I think the history has something to do with it as well because while the world is gravitating toward short-form content and bite-sized pieces of information, I think its also true that the love of a good story remains true.

In the same way that a Stars v Strikers Big Bash game can’t deliver the kind of backstory as Australia taking on England for the Ashes, the same could be said for a Supercars Sprint at Hidden Valley compared to the Great Race each October.

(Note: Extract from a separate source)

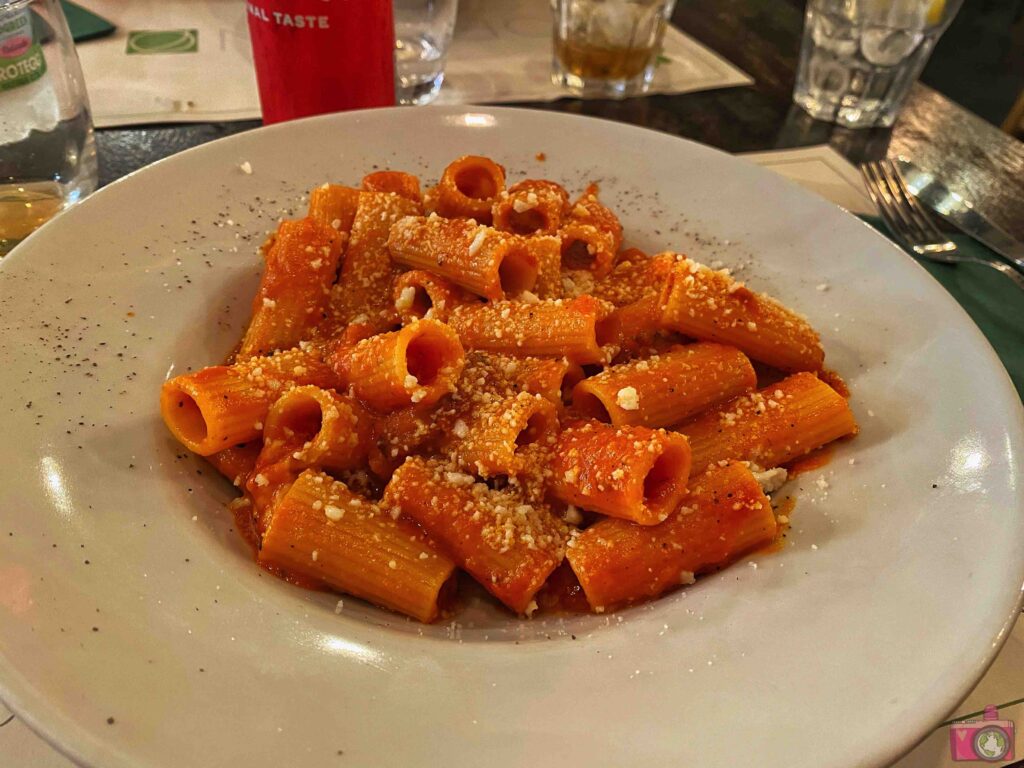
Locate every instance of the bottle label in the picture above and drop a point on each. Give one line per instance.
(22, 60)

People still watch the Indy 500 in huge numbers because they know and appreciate that whomever wins it will join an elite group, forged over a century of competition.

Surely, it’s the same as winning a domestic T20 competition compared to winning a Test: Still good, sure – but lacks a certain gravitas compared to the longer game.

Test Match Cricket is special. For most Cricket fans, nothing can match the twists and turns that the longest variation of the game can offer across the contest – quite regularly finishing with something as dramatic and compelling as we saw in Sydney on Sunday.

The same goes for car racing. While there’s been some superb sprint racing over the years, there’s very little that can beat the last-lap pass for the win in a race that lasts for hours and hours, strategies and moments converging to deliver a thrilling final-hour flourish as happens so often these days.

Unlike Test Match Cricket, few people have ever said that Endurance Racing no longer has a role to play in the future of Motorsport.

But like the Tests, it’s clear they remain a hugely important part of our own game.

And if you’ll pardon the pun, long may it be so.